With the exception of small wooded areas, sulphate concentrations below 100 mg/l are no longer measured in the northwestern and southeastern parts of the city. In areas of Brandenburg that are extending to the south and west of the city, most sulphate values are above 100 mg/l. Values are above 180 mg/l in the entire inner-city area (the mean sulphate value being 114 mg/l). Spatial relationships to building rubble dumps exist in many areas (Wilhelmsruh, Spandau, Teufelsberg). The highest sulphate concentration (above 360 mg/l) is measured in densely built-up inner-city areas. An area of about 30 km2 extending along both banks of the lower reaches of the Panke River toward the east up to the Friedrichshain district is affected. In some places, sulphate concentrations of more than 800 mg/l are measured (for instance at Eberswalder Straße south of the Jahn sports field where a mean value of 872 mg/l was determined). The calculation of the retention time of percolating water showed periods of less than 50 years for that area on the southern edge of Barnim, so that the scenario that is based on the materials input caused by dumping after World War II seems to be plausible.
The extremely high sulphate content measured in the southwestern part of the Grunewald forest along the eastern bank of the Havel River is another special case. Here again, values up to 900 mg/l (872 mg/l at Havelchaussee and 922 mg/l in the Havel hills) were measured. At least for the latter measuring site, debris and building rubble dumps can hardly be considered as a cause. According to Fugro & Hydor (2002), the cause of such high contents is the groundwater depletion as a consequence of the water intake by wells operated by the Beelitzhof waterworks. This intake could have resulted in the aeration of formerly saturated areas and thus in the oxidation of sulphidic sulphur dispersed in the sediment. This explanation was also given by Sommer von Jarmersted (1992) for the extremely high sulphate contents measured at these sites. Furthermore, the strata-log sheet of one of these measuring sites includes sapropel strata from the Eemian warm period directly 19-25 m above the filter, which could be another source of sulphidic sulphur.

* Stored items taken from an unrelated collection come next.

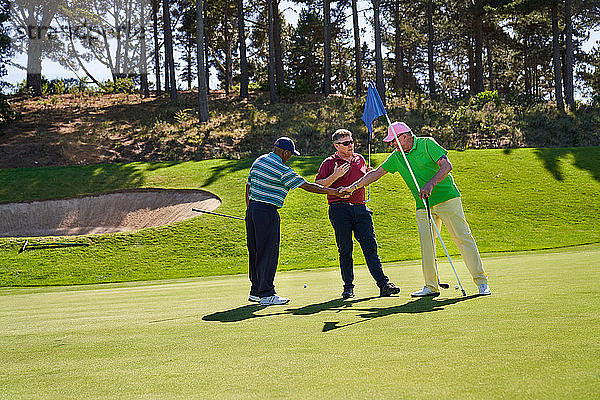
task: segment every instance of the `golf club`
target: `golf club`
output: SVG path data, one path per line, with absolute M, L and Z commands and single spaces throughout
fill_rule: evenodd
M 425 198 L 425 201 L 427 202 L 427 209 L 429 209 L 429 200 L 427 198 Z M 450 266 L 452 267 L 452 271 L 454 271 L 454 276 L 456 277 L 456 280 L 458 281 L 458 285 L 460 286 L 460 291 L 462 292 L 463 296 L 466 296 L 467 293 L 465 292 L 465 289 L 463 289 L 462 283 L 460 283 L 460 279 L 458 278 L 458 274 L 456 273 L 456 269 L 454 269 L 454 264 L 452 264 L 452 260 L 450 259 L 450 254 L 448 254 L 448 250 L 446 249 L 446 245 L 444 244 L 444 239 L 442 239 L 442 235 L 440 234 L 440 231 L 439 231 L 437 225 L 433 224 L 433 227 L 435 228 L 437 236 L 440 239 L 440 243 L 442 244 L 442 247 L 444 248 L 444 252 L 446 253 L 446 257 L 448 257 L 448 261 L 450 261 Z
M 431 226 L 431 224 L 435 224 L 435 222 L 433 221 L 433 218 L 431 216 L 428 198 L 425 198 L 425 208 L 427 208 L 427 220 L 429 222 L 429 233 L 431 234 L 431 244 L 432 244 L 432 249 L 433 249 L 433 261 L 434 261 L 435 275 L 437 277 L 438 286 L 441 287 L 442 289 L 448 289 L 450 287 L 450 285 L 448 285 L 447 283 L 440 283 L 440 273 L 438 272 L 438 265 L 437 265 L 438 261 L 437 261 L 436 251 L 435 251 L 435 236 L 433 236 L 433 227 Z
M 245 221 L 245 219 L 244 219 L 244 218 L 240 218 L 240 217 L 232 217 L 231 215 L 219 214 L 219 213 L 215 213 L 215 212 L 211 212 L 211 211 L 206 211 L 206 210 L 200 210 L 199 208 L 192 208 L 192 211 L 195 211 L 195 212 L 200 212 L 200 213 L 204 213 L 204 214 L 218 215 L 219 217 L 226 217 L 226 218 L 233 218 L 233 219 L 241 219 L 242 221 Z
M 56 243 L 29 243 L 29 240 L 25 240 L 25 243 L 19 249 L 19 254 L 27 249 L 52 249 L 59 247 L 77 247 L 77 246 L 89 246 L 89 243 L 79 242 L 56 242 Z

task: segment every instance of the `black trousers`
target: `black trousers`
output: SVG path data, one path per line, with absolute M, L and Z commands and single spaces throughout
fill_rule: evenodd
M 373 228 L 373 212 L 364 204 L 332 203 L 329 205 L 329 220 L 335 231 L 340 268 L 344 289 L 354 287 L 354 265 L 352 259 L 352 233 L 358 240 L 367 262 L 369 272 L 380 288 L 388 283 L 377 254 L 377 240 Z
M 246 242 L 252 296 L 275 294 L 273 281 L 279 261 L 280 222 L 277 207 L 250 200 L 246 209 Z

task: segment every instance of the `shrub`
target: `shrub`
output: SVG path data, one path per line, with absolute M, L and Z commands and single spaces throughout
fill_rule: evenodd
M 2 128 L 16 118 L 17 113 L 12 109 L 8 97 L 0 93 L 0 134 L 2 134 Z
M 258 82 L 250 82 L 248 83 L 248 90 L 260 90 L 261 86 Z
M 135 83 L 130 78 L 117 78 L 115 81 L 106 81 L 102 86 L 102 91 L 106 94 L 132 94 L 135 92 Z
M 498 96 L 497 90 L 487 90 L 485 92 L 477 93 L 471 97 L 470 103 L 472 105 L 484 106 L 487 103 L 494 103 L 497 106 L 500 105 L 500 96 Z

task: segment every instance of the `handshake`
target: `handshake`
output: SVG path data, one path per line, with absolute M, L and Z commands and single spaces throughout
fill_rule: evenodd
M 350 186 L 345 186 L 345 187 L 342 186 L 342 187 L 339 187 L 339 188 L 334 189 L 334 190 L 336 192 L 335 193 L 336 196 L 339 196 L 339 197 L 345 199 L 347 197 L 350 197 L 350 195 L 352 194 L 352 192 L 354 192 L 356 189 L 358 189 L 358 187 L 353 183 Z

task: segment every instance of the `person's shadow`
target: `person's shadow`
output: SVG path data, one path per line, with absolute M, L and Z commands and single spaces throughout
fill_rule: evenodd
M 363 301 L 376 299 L 377 296 L 365 297 L 362 299 L 344 300 L 344 299 L 333 299 L 324 301 L 322 303 L 309 304 L 300 308 L 289 308 L 286 311 L 292 315 L 312 315 L 318 314 L 321 311 L 327 310 L 338 310 L 341 311 L 344 308 L 351 308 L 354 304 L 362 303 Z
M 323 332 L 329 332 L 334 329 L 344 328 L 350 325 L 356 325 L 361 322 L 370 321 L 374 318 L 387 317 L 388 315 L 393 314 L 418 314 L 432 311 L 440 311 L 444 309 L 444 306 L 456 304 L 465 300 L 474 299 L 479 296 L 479 294 L 475 294 L 471 296 L 442 300 L 436 300 L 435 297 L 421 297 L 417 300 L 413 300 L 408 303 L 400 304 L 393 307 L 362 308 L 360 309 L 360 311 L 364 311 L 364 313 L 358 314 L 359 317 L 363 318 L 362 320 L 350 322 L 344 325 L 338 325 L 340 323 L 339 321 L 325 322 L 325 324 L 323 325 Z
M 250 318 L 266 317 L 267 315 L 256 315 L 255 312 L 265 309 L 267 306 L 260 304 L 248 304 L 227 311 L 218 311 L 202 317 L 204 321 L 239 322 Z M 272 315 L 272 314 L 271 314 Z
M 339 321 L 325 322 L 325 325 L 323 326 L 323 332 L 328 332 L 334 329 L 343 328 L 360 322 L 369 321 L 374 318 L 386 317 L 388 315 L 393 314 L 439 311 L 443 310 L 444 306 L 473 299 L 475 297 L 479 297 L 479 295 L 443 300 L 435 300 L 432 297 L 422 297 L 420 299 L 413 300 L 408 303 L 400 304 L 393 307 L 360 308 L 357 311 L 361 312 L 361 314 L 358 314 L 358 316 L 361 317 L 362 320 L 351 322 L 345 325 L 338 325 L 340 323 Z M 256 314 L 256 312 L 264 310 L 265 308 L 267 308 L 267 306 L 261 306 L 259 304 L 248 304 L 231 310 L 218 311 L 212 314 L 205 315 L 202 317 L 202 320 L 218 322 L 240 322 L 251 318 L 272 317 L 276 315 L 313 315 L 328 310 L 337 310 L 337 312 L 341 312 L 345 309 L 352 308 L 355 304 L 373 300 L 376 298 L 378 298 L 378 296 L 364 297 L 354 300 L 333 299 L 324 301 L 322 303 L 309 304 L 299 308 L 288 308 L 283 311 L 264 315 Z
M 275 315 L 284 315 L 284 314 L 292 314 L 292 315 L 312 315 L 318 314 L 322 311 L 334 310 L 334 309 L 343 309 L 347 307 L 352 307 L 353 304 L 360 303 L 363 301 L 375 299 L 376 297 L 365 297 L 362 299 L 356 300 L 344 300 L 344 299 L 333 299 L 324 301 L 322 303 L 309 304 L 300 308 L 288 308 L 281 312 L 275 312 L 264 315 L 257 315 L 256 312 L 260 310 L 264 310 L 267 306 L 261 306 L 259 304 L 248 304 L 242 307 L 237 307 L 231 310 L 226 311 L 218 311 L 216 313 L 212 313 L 209 315 L 205 315 L 202 317 L 204 321 L 219 321 L 219 322 L 240 322 L 246 319 L 251 318 L 259 318 L 259 317 L 271 317 Z

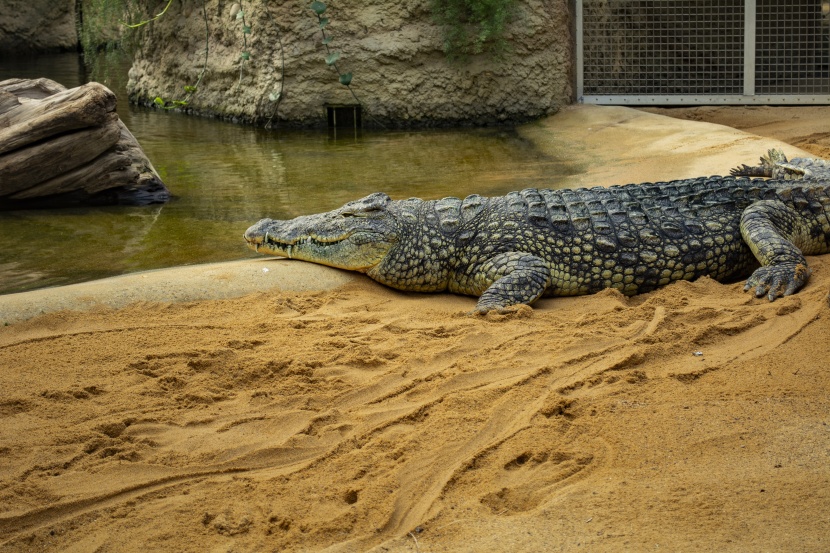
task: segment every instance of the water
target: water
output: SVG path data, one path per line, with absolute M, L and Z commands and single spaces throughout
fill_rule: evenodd
M 0 59 L 0 80 L 86 80 L 74 54 Z M 0 294 L 175 265 L 253 257 L 262 217 L 393 198 L 556 187 L 575 172 L 511 129 L 266 131 L 130 106 L 124 75 L 106 84 L 118 113 L 175 199 L 163 206 L 0 212 Z

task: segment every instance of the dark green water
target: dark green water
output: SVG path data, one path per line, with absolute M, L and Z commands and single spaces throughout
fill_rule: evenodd
M 86 80 L 74 54 L 0 59 L 0 80 Z M 123 81 L 121 77 L 121 81 Z M 511 129 L 265 131 L 130 106 L 118 113 L 176 199 L 164 206 L 0 212 L 0 294 L 256 254 L 262 217 L 327 211 L 372 192 L 393 198 L 556 187 L 574 170 Z

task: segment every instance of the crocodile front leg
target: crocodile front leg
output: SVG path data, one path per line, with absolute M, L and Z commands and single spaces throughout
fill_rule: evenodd
M 470 276 L 474 292 L 483 290 L 473 313 L 485 314 L 536 301 L 548 287 L 550 269 L 535 255 L 506 252 L 485 261 Z
M 792 208 L 777 200 L 762 200 L 741 215 L 741 234 L 761 267 L 746 281 L 744 291 L 767 294 L 770 301 L 789 296 L 810 278 L 802 252 L 813 253 L 809 224 Z M 819 248 L 820 249 L 820 248 Z

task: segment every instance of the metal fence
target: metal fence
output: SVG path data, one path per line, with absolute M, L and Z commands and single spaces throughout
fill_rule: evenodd
M 576 0 L 599 104 L 830 103 L 830 0 Z

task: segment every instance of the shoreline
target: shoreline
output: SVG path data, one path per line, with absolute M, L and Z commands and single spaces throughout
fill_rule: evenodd
M 584 171 L 569 179 L 570 187 L 727 174 L 730 168 L 737 165 L 755 163 L 770 148 L 783 148 L 789 157 L 810 155 L 805 150 L 774 138 L 776 126 L 771 115 L 774 111 L 756 109 L 755 112 L 755 119 L 747 121 L 746 126 L 767 131 L 769 138 L 695 120 L 701 119 L 700 113 L 704 113 L 711 118 L 721 117 L 736 123 L 734 111 L 726 108 L 634 109 L 573 105 L 557 115 L 521 126 L 517 130 L 520 136 L 533 142 L 543 154 L 563 150 L 573 152 L 576 162 L 584 167 Z M 792 117 L 789 111 L 787 115 Z M 824 120 L 830 124 L 830 115 L 826 115 Z M 795 139 L 798 133 L 786 125 L 777 134 L 809 146 L 816 141 L 816 133 L 812 131 L 823 120 L 812 117 L 810 121 L 808 137 Z M 830 138 L 825 138 L 824 141 L 830 152 Z M 815 144 L 813 146 L 815 149 Z M 0 325 L 63 309 L 123 307 L 133 301 L 223 299 L 275 289 L 329 290 L 362 278 L 355 273 L 308 263 L 288 266 L 275 264 L 273 267 L 276 271 L 270 275 L 257 273 L 253 269 L 257 263 L 275 261 L 263 257 L 170 267 L 0 295 Z M 267 278 L 262 278 L 263 276 Z
M 0 295 L 0 325 L 61 310 L 118 309 L 135 302 L 238 298 L 273 290 L 332 290 L 357 273 L 282 258 L 202 263 Z

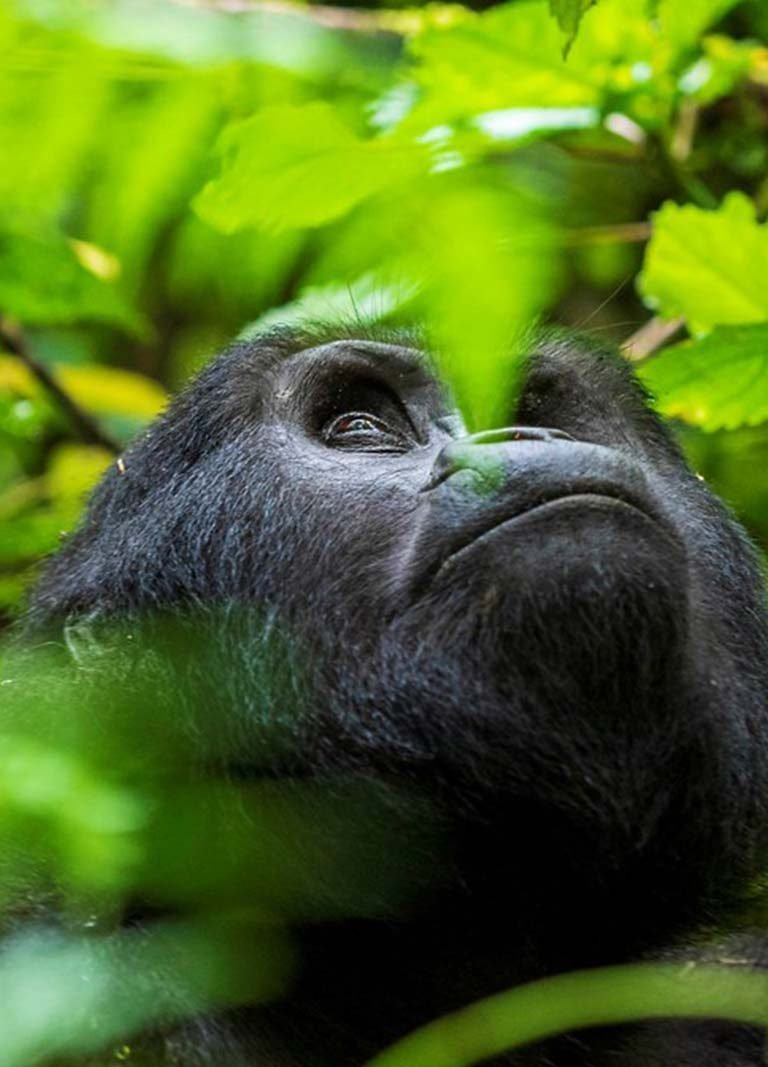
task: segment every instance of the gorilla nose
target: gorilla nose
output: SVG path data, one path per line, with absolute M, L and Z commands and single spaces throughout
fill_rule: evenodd
M 509 454 L 509 444 L 515 441 L 573 441 L 563 430 L 546 426 L 504 426 L 497 430 L 483 430 L 469 434 L 446 445 L 435 460 L 432 473 L 421 492 L 436 488 L 446 478 L 461 470 L 472 470 L 493 480 L 494 472 L 503 466 Z M 501 445 L 501 449 L 489 446 Z

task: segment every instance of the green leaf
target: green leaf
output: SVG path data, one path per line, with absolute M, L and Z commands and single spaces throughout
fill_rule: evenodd
M 194 206 L 226 233 L 321 226 L 426 170 L 428 161 L 419 145 L 358 137 L 326 103 L 265 108 L 229 127 L 219 147 L 221 175 Z
M 579 23 L 585 11 L 594 7 L 597 0 L 549 0 L 549 10 L 557 19 L 557 24 L 565 34 L 564 54 L 573 44 L 579 32 Z
M 115 457 L 104 448 L 64 443 L 51 454 L 45 475 L 54 500 L 82 501 Z
M 665 349 L 640 367 L 665 415 L 704 430 L 768 420 L 768 323 L 721 326 Z
M 461 173 L 442 177 L 414 250 L 424 319 L 467 425 L 504 426 L 526 333 L 551 297 L 554 229 L 530 198 Z
M 505 4 L 449 30 L 433 29 L 411 48 L 424 93 L 421 124 L 509 107 L 599 103 L 589 71 L 563 59 L 563 39 L 548 6 Z
M 699 106 L 731 93 L 749 75 L 753 64 L 760 62 L 764 49 L 752 41 L 711 34 L 702 41 L 701 52 L 680 78 L 682 91 Z M 747 130 L 745 124 L 744 134 Z
M 649 307 L 682 315 L 694 331 L 768 319 L 768 226 L 752 202 L 730 193 L 717 211 L 667 203 L 653 219 L 653 237 L 639 278 Z
M 157 382 L 121 367 L 61 363 L 51 369 L 72 399 L 94 414 L 153 419 L 168 400 Z M 39 382 L 13 356 L 0 356 L 0 390 L 32 398 L 41 395 Z
M 425 32 L 410 49 L 422 92 L 401 128 L 429 130 L 512 108 L 579 107 L 626 112 L 657 127 L 678 90 L 675 55 L 648 18 L 647 0 L 559 6 L 568 26 L 588 9 L 567 59 L 549 0 L 500 4 Z
M 723 17 L 739 0 L 660 0 L 662 36 L 680 52 L 694 45 L 704 31 Z
M 43 239 L 0 230 L 0 315 L 35 326 L 90 321 L 145 330 L 138 313 L 83 265 L 60 234 Z

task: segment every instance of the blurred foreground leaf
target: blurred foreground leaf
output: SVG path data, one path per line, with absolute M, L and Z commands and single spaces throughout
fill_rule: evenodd
M 208 919 L 108 937 L 33 928 L 0 952 L 3 1067 L 99 1051 L 111 1059 L 110 1042 L 144 1028 L 273 999 L 293 966 L 274 926 Z
M 0 230 L 0 314 L 36 326 L 86 320 L 145 329 L 118 291 L 84 265 L 82 246 L 55 233 Z
M 645 1018 L 768 1023 L 768 975 L 736 967 L 637 964 L 544 978 L 414 1031 L 367 1067 L 471 1067 L 590 1026 Z
M 555 280 L 554 233 L 530 197 L 490 184 L 449 180 L 425 205 L 427 329 L 473 430 L 508 421 L 527 332 Z
M 695 44 L 698 37 L 721 19 L 739 0 L 661 0 L 658 4 L 659 26 L 665 39 L 675 49 Z
M 665 415 L 704 430 L 768 419 L 768 323 L 719 327 L 665 349 L 639 368 Z
M 95 414 L 151 419 L 167 402 L 165 390 L 136 371 L 99 364 L 59 364 L 54 373 L 72 399 Z M 42 387 L 20 360 L 0 356 L 2 389 L 35 397 L 40 395 Z
M 364 140 L 327 103 L 272 107 L 222 136 L 221 176 L 195 201 L 226 233 L 319 226 L 424 169 L 417 145 Z

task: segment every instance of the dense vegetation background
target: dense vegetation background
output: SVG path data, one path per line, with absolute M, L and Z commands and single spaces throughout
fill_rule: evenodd
M 303 317 L 426 323 L 478 427 L 504 418 L 533 323 L 622 344 L 768 544 L 767 42 L 762 0 L 6 0 L 3 621 L 167 392 Z M 27 854 L 116 907 L 145 797 L 93 751 L 4 745 L 0 866 Z M 174 951 L 199 962 L 215 939 L 193 933 Z M 101 992 L 68 1022 L 66 954 L 85 950 L 14 951 L 3 1063 L 160 1010 L 134 991 L 104 1022 L 116 972 L 88 957 Z M 190 1003 L 223 996 L 225 955 Z

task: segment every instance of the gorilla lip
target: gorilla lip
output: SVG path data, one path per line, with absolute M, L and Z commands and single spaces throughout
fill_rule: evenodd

To check this hypothesis, we include the following figures showing the hydrograph curves of measuring sites 1172 and 1276. The elevation of measuring site 1172 is about 40 m, that of measuring site 1276 about 49 m. That is to say that in both cases the groundwater level curves, as referred to the elevation, range from 10 m to 20 m. At overall amplitudes of 5 m, the marked fluctuation of the groundwater surface (which is free in this case) is clearly shown. These amplitudes cannot be explained by natural causes. A clear decline of groundwater levels is seen at both measuring sites up to the late seventies, which can only be explained by an increase in the water intake by waterworks. Whether or not the extremely high sulphate content is indeed caused by the oxidation of pyrite can only be determined when a hydrogeochemical balance of the constituents of the groundwater, which has very high hardness but is not acidic, is drawn up. Other causes need to be investigated.